I additionally loved the next two papers that developed new strategies and frameworks for understanding mannequin behaviour:
Cross-lingual switch and multilingual NLP
Past machine translation, I loved the next papers on cross-lingual switch and multilingual NLP:
Challenges in pure language era
Pure language era (NLG) is among the most difficult settings for NLP. Some papers I loved centered on a number of the challenges of various NLG purposes:
Digital convention notes
Lastly, I need to share some transient notes so as to add to the continuing dialog round a format for digital conferences. I used to be primarily trying ahead to attending the poster periods, as these are normally my spotlight of conferences (along with the social interactions). There have been two in my timezone. Every poster session consisted of numerous tracks being introduced on the similar time, which left significantly much less time to discover and discuss to poster presenters of different areas.
Particular posters have been laborious to seek out as digital poster areas didn’t present the title nor authors of a poster.

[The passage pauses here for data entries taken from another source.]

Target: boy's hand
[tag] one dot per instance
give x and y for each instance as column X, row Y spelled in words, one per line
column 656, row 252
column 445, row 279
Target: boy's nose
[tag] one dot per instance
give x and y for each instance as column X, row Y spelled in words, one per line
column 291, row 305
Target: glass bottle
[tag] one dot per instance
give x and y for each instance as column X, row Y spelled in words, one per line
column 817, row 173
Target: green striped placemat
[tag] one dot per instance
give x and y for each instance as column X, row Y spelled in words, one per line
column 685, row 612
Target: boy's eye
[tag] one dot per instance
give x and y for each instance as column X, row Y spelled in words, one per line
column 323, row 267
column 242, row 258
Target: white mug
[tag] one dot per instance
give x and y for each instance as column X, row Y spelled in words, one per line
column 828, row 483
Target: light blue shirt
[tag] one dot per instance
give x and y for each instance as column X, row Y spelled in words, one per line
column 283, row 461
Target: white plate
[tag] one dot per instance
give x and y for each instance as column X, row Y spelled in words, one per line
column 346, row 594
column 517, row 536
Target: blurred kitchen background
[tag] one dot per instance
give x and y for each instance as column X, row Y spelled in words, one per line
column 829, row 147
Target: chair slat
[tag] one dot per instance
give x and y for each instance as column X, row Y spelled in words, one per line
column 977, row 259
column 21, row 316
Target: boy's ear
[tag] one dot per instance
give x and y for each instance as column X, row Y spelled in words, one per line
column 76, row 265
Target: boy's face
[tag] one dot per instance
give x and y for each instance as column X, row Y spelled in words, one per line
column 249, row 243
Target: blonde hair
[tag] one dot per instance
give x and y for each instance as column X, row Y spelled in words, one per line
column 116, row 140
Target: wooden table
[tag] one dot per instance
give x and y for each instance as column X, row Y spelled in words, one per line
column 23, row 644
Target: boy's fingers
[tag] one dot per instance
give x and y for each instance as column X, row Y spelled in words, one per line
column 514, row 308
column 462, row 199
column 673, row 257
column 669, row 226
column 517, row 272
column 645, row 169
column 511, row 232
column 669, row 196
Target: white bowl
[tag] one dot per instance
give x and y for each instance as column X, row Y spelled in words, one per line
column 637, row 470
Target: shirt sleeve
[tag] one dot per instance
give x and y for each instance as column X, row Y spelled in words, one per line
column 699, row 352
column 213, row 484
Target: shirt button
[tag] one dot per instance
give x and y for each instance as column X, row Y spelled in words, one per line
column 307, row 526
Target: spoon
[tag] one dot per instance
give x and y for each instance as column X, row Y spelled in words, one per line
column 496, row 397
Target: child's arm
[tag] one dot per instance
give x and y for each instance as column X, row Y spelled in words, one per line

As well as, area between posters was small in order that audio between posters with massive crowds would get combined.
Sooner or later, I would like to see poster periods which are:
- bigger in quantity and masking only some tracks every;
- unfold out all through the day and timezones;
- straightforward to navigate and with sufficient area between posters.
Two different issues that may have improved my digital convention expertise have been a) a chat system that’s extra seamlessly built-in into the convention platform and b) a tighter integration between the convention platform and the ACL anthology (linking to the papers within the anthology could be good).
Attending the Zoom periods for paper shows went properly and I loved watching the recordings of different talks and keynotes.